Ambient temperature, humidity, and the region you live in will play a role in how you field dress. Removing the guts does not cool off the meat any faster than using the gutless method where you remove the skin, quarters, and edible portions from one side at a time on the ground. Bone-in quarters will spoil a lot faster than deboned cuts. Your pack-out situation will determine how much time you spend on this process.
If you hunt in late summer or early fall when it is still hot, a skinned quarter in the shade, with adequate airflow, is enough to prevent spoiling the meat. Be sure to keep flies and other bugs off of the meat with porous game bags.
Back at camp or at home, be sure to remove all of the silverskin. Remember, silverskin is elastin and will not break down when cooking. If it is not removed, this layer can prevent seasoning from getting into the meat. It can also cause uneven cooking.
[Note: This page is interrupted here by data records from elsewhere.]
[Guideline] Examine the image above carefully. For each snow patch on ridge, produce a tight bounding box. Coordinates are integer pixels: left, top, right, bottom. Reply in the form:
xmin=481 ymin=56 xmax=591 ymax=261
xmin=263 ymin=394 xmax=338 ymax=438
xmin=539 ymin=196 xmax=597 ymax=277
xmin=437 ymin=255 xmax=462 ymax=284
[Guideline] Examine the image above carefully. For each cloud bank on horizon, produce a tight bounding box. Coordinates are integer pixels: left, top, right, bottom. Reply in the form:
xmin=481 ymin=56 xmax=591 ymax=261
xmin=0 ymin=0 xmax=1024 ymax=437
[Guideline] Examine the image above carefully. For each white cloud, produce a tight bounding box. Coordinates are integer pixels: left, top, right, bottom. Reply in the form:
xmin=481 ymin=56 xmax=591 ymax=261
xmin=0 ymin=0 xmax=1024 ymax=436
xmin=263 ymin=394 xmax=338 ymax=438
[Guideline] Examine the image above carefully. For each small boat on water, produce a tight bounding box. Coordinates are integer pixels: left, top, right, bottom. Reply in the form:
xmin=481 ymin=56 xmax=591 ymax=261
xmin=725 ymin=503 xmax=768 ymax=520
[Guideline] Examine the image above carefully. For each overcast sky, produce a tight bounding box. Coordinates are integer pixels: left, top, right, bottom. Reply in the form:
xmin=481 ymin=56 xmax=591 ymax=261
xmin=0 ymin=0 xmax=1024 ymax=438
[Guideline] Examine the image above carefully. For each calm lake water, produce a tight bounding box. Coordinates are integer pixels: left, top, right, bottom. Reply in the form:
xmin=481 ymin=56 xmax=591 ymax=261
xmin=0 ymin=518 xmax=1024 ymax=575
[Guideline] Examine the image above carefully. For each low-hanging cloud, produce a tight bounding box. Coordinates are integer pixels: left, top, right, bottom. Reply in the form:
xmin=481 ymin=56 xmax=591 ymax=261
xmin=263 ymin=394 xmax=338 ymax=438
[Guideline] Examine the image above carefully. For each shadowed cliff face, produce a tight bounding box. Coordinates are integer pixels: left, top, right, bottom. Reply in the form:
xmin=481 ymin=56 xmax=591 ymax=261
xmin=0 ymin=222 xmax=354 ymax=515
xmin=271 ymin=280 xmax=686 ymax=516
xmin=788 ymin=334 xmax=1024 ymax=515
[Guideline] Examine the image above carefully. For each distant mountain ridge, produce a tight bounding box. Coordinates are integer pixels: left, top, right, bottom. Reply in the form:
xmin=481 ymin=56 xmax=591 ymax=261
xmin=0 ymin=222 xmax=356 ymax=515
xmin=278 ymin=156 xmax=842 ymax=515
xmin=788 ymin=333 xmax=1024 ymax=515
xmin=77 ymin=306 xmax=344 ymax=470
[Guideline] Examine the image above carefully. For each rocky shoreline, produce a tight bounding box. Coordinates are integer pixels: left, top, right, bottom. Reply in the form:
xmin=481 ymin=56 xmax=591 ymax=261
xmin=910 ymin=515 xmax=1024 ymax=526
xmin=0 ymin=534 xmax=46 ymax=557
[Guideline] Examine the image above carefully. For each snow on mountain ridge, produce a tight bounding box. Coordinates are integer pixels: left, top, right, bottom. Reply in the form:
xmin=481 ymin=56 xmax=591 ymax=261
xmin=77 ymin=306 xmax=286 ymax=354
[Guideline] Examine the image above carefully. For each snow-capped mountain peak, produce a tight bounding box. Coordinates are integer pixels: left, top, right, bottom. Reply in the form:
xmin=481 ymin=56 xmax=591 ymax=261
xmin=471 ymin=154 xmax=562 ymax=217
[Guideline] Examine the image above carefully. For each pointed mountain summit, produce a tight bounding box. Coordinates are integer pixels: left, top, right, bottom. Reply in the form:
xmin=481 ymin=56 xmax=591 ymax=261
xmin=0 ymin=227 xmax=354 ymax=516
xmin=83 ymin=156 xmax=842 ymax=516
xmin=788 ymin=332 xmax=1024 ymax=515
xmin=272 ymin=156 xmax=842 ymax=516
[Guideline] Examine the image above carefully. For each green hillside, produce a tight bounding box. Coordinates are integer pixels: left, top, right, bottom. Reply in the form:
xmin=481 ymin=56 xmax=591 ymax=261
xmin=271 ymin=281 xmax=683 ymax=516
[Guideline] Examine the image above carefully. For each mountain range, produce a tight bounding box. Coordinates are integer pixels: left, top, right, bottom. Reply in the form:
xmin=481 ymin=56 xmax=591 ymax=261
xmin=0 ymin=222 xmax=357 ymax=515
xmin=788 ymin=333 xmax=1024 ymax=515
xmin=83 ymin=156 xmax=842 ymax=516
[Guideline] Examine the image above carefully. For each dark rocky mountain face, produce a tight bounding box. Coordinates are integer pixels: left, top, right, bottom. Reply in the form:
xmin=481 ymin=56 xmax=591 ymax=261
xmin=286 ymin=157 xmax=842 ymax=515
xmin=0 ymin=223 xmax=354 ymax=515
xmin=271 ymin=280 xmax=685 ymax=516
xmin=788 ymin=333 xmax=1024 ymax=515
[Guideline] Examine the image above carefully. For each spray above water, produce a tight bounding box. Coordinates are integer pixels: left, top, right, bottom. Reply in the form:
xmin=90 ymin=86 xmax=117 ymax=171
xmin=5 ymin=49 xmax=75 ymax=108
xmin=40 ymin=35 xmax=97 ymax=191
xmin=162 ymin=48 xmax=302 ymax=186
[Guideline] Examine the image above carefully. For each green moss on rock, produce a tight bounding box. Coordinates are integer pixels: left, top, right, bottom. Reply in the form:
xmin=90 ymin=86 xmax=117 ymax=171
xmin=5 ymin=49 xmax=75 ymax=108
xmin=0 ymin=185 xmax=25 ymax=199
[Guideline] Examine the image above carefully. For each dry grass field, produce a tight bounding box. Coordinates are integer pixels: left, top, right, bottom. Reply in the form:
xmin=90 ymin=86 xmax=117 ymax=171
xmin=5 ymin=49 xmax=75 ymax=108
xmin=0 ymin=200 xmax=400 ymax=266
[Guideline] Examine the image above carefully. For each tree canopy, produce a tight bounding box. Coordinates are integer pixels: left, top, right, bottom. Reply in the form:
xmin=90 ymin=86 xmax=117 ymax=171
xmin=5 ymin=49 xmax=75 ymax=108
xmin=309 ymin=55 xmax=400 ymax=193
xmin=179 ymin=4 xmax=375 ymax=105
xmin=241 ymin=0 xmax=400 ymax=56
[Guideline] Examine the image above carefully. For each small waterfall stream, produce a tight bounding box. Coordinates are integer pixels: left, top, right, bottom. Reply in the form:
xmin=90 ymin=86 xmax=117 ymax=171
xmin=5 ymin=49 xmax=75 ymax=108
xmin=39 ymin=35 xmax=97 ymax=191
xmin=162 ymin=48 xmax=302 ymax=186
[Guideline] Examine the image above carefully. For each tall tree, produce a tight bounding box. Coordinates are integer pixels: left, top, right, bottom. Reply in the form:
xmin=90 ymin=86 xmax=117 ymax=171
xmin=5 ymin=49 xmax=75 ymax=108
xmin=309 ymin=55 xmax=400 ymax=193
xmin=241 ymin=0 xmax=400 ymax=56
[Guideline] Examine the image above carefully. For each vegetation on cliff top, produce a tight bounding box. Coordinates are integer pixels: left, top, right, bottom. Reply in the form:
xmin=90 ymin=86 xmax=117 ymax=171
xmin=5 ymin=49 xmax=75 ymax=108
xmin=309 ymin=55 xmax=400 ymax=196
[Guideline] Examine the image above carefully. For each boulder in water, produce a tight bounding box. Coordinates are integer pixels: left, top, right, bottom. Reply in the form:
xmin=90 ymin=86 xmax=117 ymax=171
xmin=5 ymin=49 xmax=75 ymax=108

Remember that your game meat is inherently leaner than domestic livestock and finishes to a medium-rare at a much lower temperature than beef or pork.
Cooking Wild Game
If you’ve ever smoked a large cut of meat, you know what meat stall is. Meat stall happens when you cook large cuts at low temperatures over a long period of time. Evaporative cooling takes over inside the smoker or oven and once your meat hits a certain temperature, it stops “cooking” and the temperature will not rise. For domestic livestock, the internal temperature at meat stall is between 150 and 170 degrees Fahrenheit. On an elk roast, for example, it is between 110 and 120 degrees Fahrenheit.
Some people will try to avoid meat stall by cooking hot and fast. If you cook collagen too fast, it will toughen the meat so fast and never get back to that tender meal you wanted. The same thing can happen with your steaks or tenderloin pieces. Cook them at too high a temperature for too long and you’ll end up wearing your jaw out.
Ideally, no matter the cut of wild game you’re cooking, you’ll want to bring it up to around 130*F, remove it from the grill and let it rest covered with foil. It will rise to the perfect temp of 140 degrees. 160 is the maximum temperature you want game meat. If you have a tough cut of meat to begin with, that collagen will break down at 160 degrees.
Always bring your cuts to room temperature before you cook them. Season them ahead of time, 30 to 60 minutes, and then season again before putting them on the grill or in the oven. If you marinate, an acid-based marinade such as tomato, lemon, alcohol, vinegar, or Italian dressing will help start the breakdown process of all the connective tissue in the meat.
If you don’t do the butchering yourself, ask your butcher to select cuts for you based on how they think your harvest appears and handles. Try something other than just ground meat. There are so many more ways to enjoy your game when you spend a little time learning how to prepare it.
If you’re out of ideas, two of my favorite people to follow and get ideas from are Hank Shaw and Jeremiah Doughty.
Remember, cooking isn’t a race and you can’t rush a good thing. Take the time to enjoy your wild game long by serving you, your family, and friends delicious, tender cuts of meat.